In the Apocalypse are seven churches of Asia, seven candlesticks, seven stars, seven trumpets, seven spirits before the throne of God, seven horns, seven vials, seven plagues, a seven-headed monster, and the Lamb with seven eyes.
It is interesting, if not important, to note that Freemasonry’s ages of man are youth, manhood, and old age (three steps on the master’s carpet). Shakespeare (As You Like It) divides man’s life into seven stages; infancy; schoolboy; lover; soldier; the judge; the “lean and slippered pantaloon”; second childhood.
What is especially noteworthy here is that both the dramatist whose knowledge of human nature has made him quotable the world around, the Freemasonry, which for as many or more years has lived because of its knowledge of the human heart and what is necessary for it, both take a sacred and important number to epitomize a lifetime.
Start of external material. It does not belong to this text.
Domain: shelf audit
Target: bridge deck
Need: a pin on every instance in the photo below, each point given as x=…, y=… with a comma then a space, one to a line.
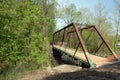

Three, five, seven have been woven into the warp and woof of man's fives since man learned to count. It would have been extraordinary if not impossible for Freemasonry to have avoided so common and widespread beliefs. But it is worthy of comment that Freemasonry’s use of the significant numbers is neither religious nor superstitious, but based upon observed facts and concepts that came from nature before they are translated into ritual.